Richard Laté Lawson-Body: Pas au sens journalistique du terme. Je ne cours pas derrière l’événement. Mais je suis traversé par l’époque. Mon travail ne copie pas l’actualité; il en capte les secousses, les contradictions, les blessures, les excès, les mutations. Ce qui m’intéresse, c’est moins le bruit du monde que sa vibration profonde. L’artiste ne doit pas seulement répéter ce qui se passe. Il doit parfois révéler ce qui, dans ce qui se passe, n’a pas encore trouvé sa forme de parole.

Comment votre position d’auteur transforme-t-elle votre pratique artistique ?

Richard Laté Lawson-Body: Être auteur m’oblige à penser ce que je fais. Être artiste m’oblige à dépasser ce que je pense. L’écriture me donne un espace d’élucidation, de formulation, de déplacement critique. L’art me confronte à ce qui déborde toute formulation stable. Les deux se corrigent et se fécondent. L’auteur en moi cherche le mot juste. L’artiste en moi accepte parfois la faille, l’ambiguïté, l’intuition, la densité du signe. Je vis ce dialogue comme une tension féconde.

Pensez-vous que l’artiste doit prendre position sur les questions culturelles de son pays ?

Richard Laté Lawson-Body: Oui, mais pas forcément sous la forme d’un commentaire permanent.
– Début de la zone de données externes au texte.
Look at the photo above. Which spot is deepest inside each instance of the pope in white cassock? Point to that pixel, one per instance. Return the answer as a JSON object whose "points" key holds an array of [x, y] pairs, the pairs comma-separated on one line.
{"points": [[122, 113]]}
Prendre position, ce n’est pas seulement parler fort. C’est refuser l’inconscience. C’est ne pas habiter naïvement un paysage en crise. L’artiste a une responsabilité de veille, de lucidité, de déplacement du regard. Son silence peut être une forme de profondeur, mais il peut aussi devenir une démission s’il sert seulement à éviter le réel. Il faut donc discerner. Toute parole n’est pas juste, mais toute absence de parole n’est pas innocente.

L’arrivée d’Isaac TCHIAKPE au ministère vous semble-t-elle porteuse d’un nouvel élan pour la culture et les arts au Togo ?

Richard Laté Lawson-Body: Oui, cela peut être porteur d’un nouvel élan, mais à condition de ne pas confondre présence institutionnelle et transformation réelle. L’arrivée d’Isaac TCHIAKPE s’inscrit dans une nouvelle configuration ministérielle mise en place en octobre 2025, avec le regroupement du tourisme, de la culture et des arts au sein d’un même département. Depuis, plusieurs signaux ont été donnés autour de la valorisation du patrimoine, de l’ancrage communal des biens culturels, de la visibilité d’événements artistiques et de la présence du ministre sur le terrain culturel.

Mais un nouvel élan ne se mesure pas seulement à des apparitions publiques ou à une dynamique de communication. Il se vérifiera surtout dans la capacité du ministère à mettre en place une politique culturelle lisible, des mécanismes de soutien crédibles, une meilleure structuration du secteur, ainsi qu’un accompagnement concret des artistes, des lieux, des projets et des archives. C’est donc un moment qui peut ouvrir une possibilité, mais cette possibilité devra être confirmée par des actes durables, équitables et visibles.